Zoals de Afdeling ook aangeeft, onderschrijft het demissionaire kabinet in de Miljoenennota 2022 het belang van begrotingsregels en een terugkeer naar het reguliere begrotingsbeleid met de bekende uitgavenplafonds en het inkomstenkader. Dit is van groot belang voor het borgen van integrale besluitvorming. Het zorgt ervoor dat de baten en kosten van uiteenlopende voorstellen tegen elkaar worden afgewogen en draagt daarmee bij aan beter beleid. Een nieuw te vormen kabinet zal voor 2022 en de volgende jaren de budgettaire kaders moeten vaststellen. Het kabinet wijst er in dit verband op dat de begrotingsruimte niet onbegrensd is en de stijgende zorgkosten volgens het CPB tot een houdbaarheidstekort leiden.

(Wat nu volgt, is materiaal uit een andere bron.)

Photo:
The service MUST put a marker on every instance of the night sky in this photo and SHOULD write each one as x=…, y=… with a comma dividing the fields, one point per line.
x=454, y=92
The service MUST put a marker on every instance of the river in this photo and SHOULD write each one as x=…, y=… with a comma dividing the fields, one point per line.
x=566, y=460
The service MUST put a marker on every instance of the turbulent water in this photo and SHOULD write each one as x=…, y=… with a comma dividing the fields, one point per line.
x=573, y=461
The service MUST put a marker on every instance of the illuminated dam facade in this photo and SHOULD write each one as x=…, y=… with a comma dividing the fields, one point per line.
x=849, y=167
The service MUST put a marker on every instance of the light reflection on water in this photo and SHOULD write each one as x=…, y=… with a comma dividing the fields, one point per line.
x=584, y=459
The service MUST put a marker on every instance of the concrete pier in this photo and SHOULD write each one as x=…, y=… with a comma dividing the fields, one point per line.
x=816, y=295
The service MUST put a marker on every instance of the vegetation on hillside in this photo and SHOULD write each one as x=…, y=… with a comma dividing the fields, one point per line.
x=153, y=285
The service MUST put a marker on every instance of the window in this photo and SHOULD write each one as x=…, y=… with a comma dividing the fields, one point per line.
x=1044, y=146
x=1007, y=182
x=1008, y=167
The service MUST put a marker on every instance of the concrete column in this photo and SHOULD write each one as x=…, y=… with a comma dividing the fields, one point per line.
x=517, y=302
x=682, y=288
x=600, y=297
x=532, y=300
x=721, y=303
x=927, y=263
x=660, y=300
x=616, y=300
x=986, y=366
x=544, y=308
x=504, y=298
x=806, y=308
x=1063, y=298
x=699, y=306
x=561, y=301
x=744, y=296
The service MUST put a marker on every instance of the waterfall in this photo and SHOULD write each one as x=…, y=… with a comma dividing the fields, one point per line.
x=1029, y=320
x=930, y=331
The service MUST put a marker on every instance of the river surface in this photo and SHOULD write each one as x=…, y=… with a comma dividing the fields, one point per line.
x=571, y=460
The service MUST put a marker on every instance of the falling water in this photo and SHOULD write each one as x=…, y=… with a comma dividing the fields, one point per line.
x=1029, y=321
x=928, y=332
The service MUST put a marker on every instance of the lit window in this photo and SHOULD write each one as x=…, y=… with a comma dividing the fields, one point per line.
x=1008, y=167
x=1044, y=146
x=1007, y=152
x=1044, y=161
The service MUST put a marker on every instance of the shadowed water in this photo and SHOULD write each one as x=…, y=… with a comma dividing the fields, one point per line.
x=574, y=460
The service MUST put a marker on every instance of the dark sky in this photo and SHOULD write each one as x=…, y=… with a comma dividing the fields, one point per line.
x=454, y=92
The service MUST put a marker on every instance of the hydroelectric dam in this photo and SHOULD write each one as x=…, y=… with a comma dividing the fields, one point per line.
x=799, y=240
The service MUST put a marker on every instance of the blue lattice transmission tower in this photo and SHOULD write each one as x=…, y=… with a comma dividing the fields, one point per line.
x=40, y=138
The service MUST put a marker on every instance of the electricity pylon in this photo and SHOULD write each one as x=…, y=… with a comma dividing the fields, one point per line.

Voorts vragen ander maatschappelijke uitdagingen rondom onderwijs, arbeidsmarkt, woningmarkt, veiligheid en klimaat volgens het kabinet om verdere keuzes binnen budgettaire kaders, in lijn met het advies van de 16e Studiegroep Begrotingsruimte.

De Afdeling heeft in haar advies over de Miljoenennota 2019 het perspectief van brede welvaart centraal gesteld.1 In de Miljoenennota 2022 wordt volgens de Afdeling ruim aandacht besteed aan brede welvaart. Voorts adviseert de Afdeling een nieuw kabinet een volgende stap te zetten bij het integreren van brede welvaart in het begrotingsproces, door bij de formulering van ankers voor begrotingsbeleid aspecten van brede welvaart mee te wegen. In het verlengde hiervan adviseert de Afdeling om dit aspect onderdeel te laten zijn van een eventuele Tweede Operatie Comptabel bestel. Hieronder wordt nader op dit aspect ingegaan.

Handreikingen ten aanzien van het budgetrecht

De Afdeling besteedt uitgebreid aandacht aan het budgetrecht van het parlement. De Afdeling constateert dat er stappen zijn gezet ter verbetering van de

1 Kamerstukken II, 2018/19, 35000, nr. 4.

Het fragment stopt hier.